Files on BOTH Computer and Dropbox Online Storage
February 16, 2009 10:49 AM   Subscribe

Having settled on Dropbox as a way to backup files, how do I save files to my computer AND to My Dropbox. All I see is how to MOVE the file - I want to have it in both locations - my computer and Dropbox but don't see a choice on the s/w to make that happen.
posted by cmh0150 to Computers & Internet (13 answers total) 1 user marked this as a favorite
 
Best answer: By default, this is what dropbox does. It maintains a local copy, on your disk, and then syncs that data to the cloud as necessary. What you're seeing is a local folder, not a mounted internet drive.
posted by chrisamiller at 10:53 AM on February 16, 2009


Response by poster: ahhh... where do i find the local copy on my computer...

and thanks!
posted by cmh0150 at 10:54 AM on February 16, 2009


Best answer: If I understand the dropbox mentality correctly, you don't keep two copies of files around, you just store them in "the dropbox". It represents a local cache that is backed up to their servers, so anything you put in there should be available to you locally, even when offline. You could manually setup a folder on your machine that you rsync to the local dropbox, but then why use dropbox?

Is there something you can't do with a file in the dropbox?
posted by nomisxid at 10:56 AM on February 16, 2009


Response by poster: mmm... i think my question was a bit quick...

what you are saying is the folder that says my dropbox is a local folder on my computer... and that somewhere on the internet, my documents are also being held...
posted by cmh0150 at 10:56 AM on February 16, 2009


yes. the seamless backup is service they offer.
posted by phil at 11:04 AM on February 16, 2009


Best answer: what you are saying is the folder that says my dropbox is a local folder on my computer... and that somewhere on the internet, my documents are also being held...
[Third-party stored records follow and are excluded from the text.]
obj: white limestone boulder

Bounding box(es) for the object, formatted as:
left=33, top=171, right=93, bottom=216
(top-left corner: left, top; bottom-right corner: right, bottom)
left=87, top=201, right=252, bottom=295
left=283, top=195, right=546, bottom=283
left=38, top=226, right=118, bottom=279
that is correct. You should be able to navigate to, and work from, the dropbox folder just like any other local folder, with all the magic synchro stuff happening in the background.

Obviously there are practical limitations that you have to be aware of, ie, I copy a 1gb file into my local dropbox, it's going to take some time before that file will be fully backed up to the remote service. The other side effect is that if I've got my dropbox setup on 2 machines, putting files into the box on machine 1, is going to be taking up space on machine 2, as the files get synched up.
posted by nomisxid at 11:16 AM on February 16, 2009


Response by poster: never thought about the synching to another computer... thanks again
posted by cmh0150 at 11:45 AM on February 16, 2009


If you have spare hard disk space locally, and syncing between computers is not so important, then just copy and paste your files into dropbox. That does use up double as much local disk space, but it preserves your structure of folders so you can find stuff easily.
posted by roofus at 11:48 AM on February 16, 2009


Everyone's right, but sometimes it's a pain to move the entire directory due to access issues. If I have something referencing a file in a folder, moving the folder will break everything. That's where this comes in:

How to sync folders (or files) that exist outside the "My Dropbox" folder.

Basically, you create a symlink inside the Dropbox folder that points to another folder. Dropbox will follow that symlink and sync that folder; meanwhile, you actually do have a local copy on the machine, without having to move it or anything.
posted by suedehead at 11:53 AM on February 16, 2009 [1 favorite]


Lifehacker happened to cover the creation of symlinks just today, seems like it is on more than ones person mind.

http://lifehacker.com/5154698/sync-files-and-folders-outside-your-my-dropbox-folder?skyline=true&s=i

Henry
posted by silsurf at 9:33 AM on February 17, 2009


Please be aware that Dropbox is not a good backup solution for some types of failures. Sure, if your hard drive goes down, you will have copies elsewhere. But that isn't the only thing that can go wrong. Say you accidentally save a file over an old one. Not only is the old one gone from your computer, Dropbox will overwrite the remote copy as well. Local corruption of Dropbox files will propagate the the remote copies as well.

Personally, I use CrashPlan and back up to some computers that I own. CrashPlan can do versioning of files, so you can get corrupted copies back.
posted by procrastination at 11:38 AM on February 17, 2009


procrastination: Dropbox does versioning as well.
posted by suedehead at 10:39 PM on February 21, 2009


Well, I see I was completely wrong. While I use dropbox for syncing, I didn't realize it did versioning. Never mind, then.